NFPA or HOSPITAL COMMISION
I work on back up power units. Just finished testing a state hospital (Texas). Did the test by NFPA 110 rules. 25%-50%-75%. Now the Hospital Commision (JACO) tells me I have to do them over because I was off 5% on one test. Their rules 30%-50%-75%. Why not have both regs agree so we will only have to worry about one reg to go by. It is only a 15 amp differnce. May not sound like much to some people. But four hours at a load bank in the sun is not fun.
Not the Joint Commisions Fault
I administer and maintain the communications systems for a 250+ bed hospital (telephone,microwave, conventional & trunked radio).
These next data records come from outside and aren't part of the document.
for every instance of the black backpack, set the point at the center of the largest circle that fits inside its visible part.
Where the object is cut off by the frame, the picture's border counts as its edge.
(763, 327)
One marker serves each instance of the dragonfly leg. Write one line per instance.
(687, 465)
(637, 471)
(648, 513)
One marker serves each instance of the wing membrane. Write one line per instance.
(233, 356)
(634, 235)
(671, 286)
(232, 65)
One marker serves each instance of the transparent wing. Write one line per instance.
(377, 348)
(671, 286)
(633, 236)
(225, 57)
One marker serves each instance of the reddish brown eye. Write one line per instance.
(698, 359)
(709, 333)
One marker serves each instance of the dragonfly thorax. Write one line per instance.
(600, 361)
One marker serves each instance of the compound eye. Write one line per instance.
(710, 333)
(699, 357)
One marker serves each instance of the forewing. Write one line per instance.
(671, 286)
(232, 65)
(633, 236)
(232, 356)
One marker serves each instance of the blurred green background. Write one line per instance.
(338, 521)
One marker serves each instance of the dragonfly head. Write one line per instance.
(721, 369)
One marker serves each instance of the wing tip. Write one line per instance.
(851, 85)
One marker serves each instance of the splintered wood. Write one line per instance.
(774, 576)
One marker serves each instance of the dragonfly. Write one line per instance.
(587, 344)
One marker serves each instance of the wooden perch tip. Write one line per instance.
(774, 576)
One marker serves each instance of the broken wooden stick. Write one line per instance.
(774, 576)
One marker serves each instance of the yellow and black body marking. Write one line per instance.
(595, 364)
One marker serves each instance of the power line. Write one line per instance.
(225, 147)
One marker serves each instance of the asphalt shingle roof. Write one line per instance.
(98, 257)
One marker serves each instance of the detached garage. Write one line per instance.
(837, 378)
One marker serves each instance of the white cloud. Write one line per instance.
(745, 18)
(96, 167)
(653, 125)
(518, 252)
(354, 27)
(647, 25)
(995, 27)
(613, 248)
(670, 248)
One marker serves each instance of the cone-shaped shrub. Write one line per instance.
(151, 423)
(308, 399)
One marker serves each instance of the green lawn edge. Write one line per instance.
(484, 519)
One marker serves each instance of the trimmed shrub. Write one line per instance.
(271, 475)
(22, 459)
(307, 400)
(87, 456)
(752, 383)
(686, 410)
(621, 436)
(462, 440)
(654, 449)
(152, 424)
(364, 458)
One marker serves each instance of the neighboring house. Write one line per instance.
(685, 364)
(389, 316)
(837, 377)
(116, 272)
The screwup was the HOSPITALS, not The Joint Commision. www.jointcommission.org
Originally Posted by BillyShafer
The customer is required to inform the contractor what standard the AHJ (authority having jurisdistion) is utilizing. And as a side note, The Joint commsion is usually a publication cycle behind (NFPA) the the local / state AHJ's
BTW, there a proposal to do a black start test for hospitals. A load bank test is not a real-world test for the fuel supply, transfer switchs, elevator controllers, and fire pump controllers.
Rated Doors and our Friends from the Joint Commision
Been there done that. Here's the final decision in our case: If the Kick plate is actually part of the assembly (and noted in the original test procedure to UL 10B/10C or NFPA 288), you are fine. If you can't prove it's an OEM part of the assembly, that's where you get hit.